Die Zukunft lässt Heinzinger entspannt auf sich zukommen. Auch über seinen beruflichen Werdegang nach dem Sport hat er sich noch nicht zu sehr den Kopf zerbrochen. „Vielleicht irgendwas mit Sport oder in der Werkstatt. Erst mal will ich mich aufs Hockey konzentrieren.“ Heinzinger ist ein freundlicher, hilfsbereiter Mensch mit Heimat- und Bodenhaftung. Seine Karriere entwickelt sich derzeit steil nach oben. Trotzdem bleibt er auf dem Teppich, sieht seine Entwicklung nüchtern, realistisch und selbstkritisch, verfällt nicht in Euphorie oder Selbstüberschätzung.

Sich längerfristig an die Löwen zu binden, das war auch eine Grundsatz-Entscheidung: „Ich möchte nicht bei irgendeinem Verein versauern oder ins Farmteam abgeschoben werden, sondern viel Eiszeit bekommen und mich hier weiter entwickeln.“ Am liebsten in die Richtung von NHL-Profi Korbinian Holzer. „Find’ ich gut, wie der spielt.“ Nach Ablauf der zwei Jahre ist die beste deutsche Eishockey-Liga aber durchaus ein Ziel für Heinzinger. „Ich setze mir gerne Ziele, die ich erreichen kann, und dann gebe ich alles dafür, um sie zu erreichen.“

Die beste Liga der Welt dagegen, die NHL in Übersee, reizt ihn nicht übermäßig. „Das ist nicht so mein Fall.“ Da bleibt er lieber in „seinem“ Oberland, würde später „eventuell für überschaubare Zeit“ innerhalb Deutschlands den Verein wechseln.

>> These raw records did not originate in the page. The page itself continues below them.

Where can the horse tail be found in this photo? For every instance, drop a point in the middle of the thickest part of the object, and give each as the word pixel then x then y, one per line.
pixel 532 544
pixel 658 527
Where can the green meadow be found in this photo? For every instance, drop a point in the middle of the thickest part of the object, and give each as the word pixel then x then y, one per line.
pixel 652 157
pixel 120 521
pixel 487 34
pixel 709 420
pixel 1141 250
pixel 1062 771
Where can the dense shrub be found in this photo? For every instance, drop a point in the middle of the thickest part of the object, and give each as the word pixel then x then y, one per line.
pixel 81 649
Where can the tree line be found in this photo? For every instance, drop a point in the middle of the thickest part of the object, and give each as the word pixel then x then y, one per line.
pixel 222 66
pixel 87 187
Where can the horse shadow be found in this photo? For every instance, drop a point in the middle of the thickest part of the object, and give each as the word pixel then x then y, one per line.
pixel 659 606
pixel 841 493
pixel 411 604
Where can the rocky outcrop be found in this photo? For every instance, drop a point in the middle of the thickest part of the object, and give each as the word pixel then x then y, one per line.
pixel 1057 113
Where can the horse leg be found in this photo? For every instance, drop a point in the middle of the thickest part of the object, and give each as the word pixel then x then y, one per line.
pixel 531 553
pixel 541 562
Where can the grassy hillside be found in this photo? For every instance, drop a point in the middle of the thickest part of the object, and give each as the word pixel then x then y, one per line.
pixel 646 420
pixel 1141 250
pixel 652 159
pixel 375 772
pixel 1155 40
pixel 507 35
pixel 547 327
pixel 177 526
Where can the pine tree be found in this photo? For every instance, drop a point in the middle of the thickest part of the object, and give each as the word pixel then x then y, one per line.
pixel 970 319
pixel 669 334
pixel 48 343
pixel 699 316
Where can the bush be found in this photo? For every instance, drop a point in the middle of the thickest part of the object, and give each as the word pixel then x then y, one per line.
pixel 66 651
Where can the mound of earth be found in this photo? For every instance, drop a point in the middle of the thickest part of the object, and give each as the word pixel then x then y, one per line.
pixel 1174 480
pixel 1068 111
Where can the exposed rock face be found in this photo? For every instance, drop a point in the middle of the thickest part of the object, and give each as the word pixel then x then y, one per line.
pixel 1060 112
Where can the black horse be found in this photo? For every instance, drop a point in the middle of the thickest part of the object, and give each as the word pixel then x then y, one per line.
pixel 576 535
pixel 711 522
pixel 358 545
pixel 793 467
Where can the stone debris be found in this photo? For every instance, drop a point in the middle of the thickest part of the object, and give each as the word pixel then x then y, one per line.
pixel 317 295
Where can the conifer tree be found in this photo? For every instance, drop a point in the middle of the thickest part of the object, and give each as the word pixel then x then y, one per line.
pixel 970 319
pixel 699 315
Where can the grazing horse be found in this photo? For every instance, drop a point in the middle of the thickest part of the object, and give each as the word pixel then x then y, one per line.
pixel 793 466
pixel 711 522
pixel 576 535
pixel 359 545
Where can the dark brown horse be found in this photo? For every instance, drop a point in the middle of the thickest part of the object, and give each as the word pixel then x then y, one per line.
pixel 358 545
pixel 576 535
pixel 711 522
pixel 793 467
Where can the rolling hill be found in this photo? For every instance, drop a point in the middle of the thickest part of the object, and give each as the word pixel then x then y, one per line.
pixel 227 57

Doch dazu sieht er derzeit überhaupt keinen Anlass. „Wir sind eine super Mannschaft, guter Zusammenhalt, und ich glaube, dass wir es in die Playoffs schaffen“, sagt Heinzinger über die Löwen.

Dass es Phasen gibt, in denen es weniger gut läuft, und Spiele, bei denen der Wurm drin ist, sei mehr oder weniger normal, meint der Holzkirchner nüchtern. Zum Beispiel vor Kurzem die Partie gegen Bayreuth. „Da haben wir lauter viel zu einfache Tore kassiert.“ Er trat anfangs im Sturm an – dort hat er erst einmal in der Vorbereitung in England gespielt. Nach vielen Abwehr-Schnitzern tauschte Löwen-Coach Berwanger seine Defensive um, und Heinzinger verteidigte wieder an der Seite von Casey Borer, „Aber an dem Tag ist es einfach nicht gelaufen.“

Da erinnert er sich lieber an die Zeit direkt davor. Der 18-Jährige wurde in den Kader von Bundestrainer Christian Künast berufen und spielte mit der deutschen Mannschaft ein Top-Turnier bei der U20-WM. Die DEB-Auswahl gewann alle Spiele – gegen Österreich im Penaltyschießen – und steigt damit in die Top-Division auf. „Gegen Österreich haben wir uns schwergetan.“ Dann folgten klare Ergebnisse gegen Norwegen, Litauen, Weißrussland und Frankreich. „Es waren alles starke Gegner, aber wir haben gut gespielt, haben wenig zugelassen.“ Und das war auch sein Verdienst.

Seine Meriten bei den Löwen hat er sich in seiner ersten Saison im Erwachsenen-Bereich schon jetzt verdient. Zwar kam Heinzinger bisher erst auf zwei Scorerpunkte in der DEL2. Doch seine defensiven Aufgaben erledigt er vorbildlich, kompromisslos in den Zweikämpfen, mit Übersicht bei der Spieleröffnung. „Er hat sich heuer zu einer echten Abwehr-Größe entwickelt“, lobt Trainer Berwanger. Bei der WM tauchte Heinzinger gar nicht in der Scorer-Liste auf. Aber der Jubel nach dem 6:1 gegen Frankreich, als der Aufstieg feststand, da war er Teil der Mannschaft, die etwas Großes geschafft hatte. „Das war schon ein Erlebnis, das vergisst man nicht.“ Und er hatte schon vorher ab und zu diesen besonderen Moment. Diesen Verteidiger-Moment.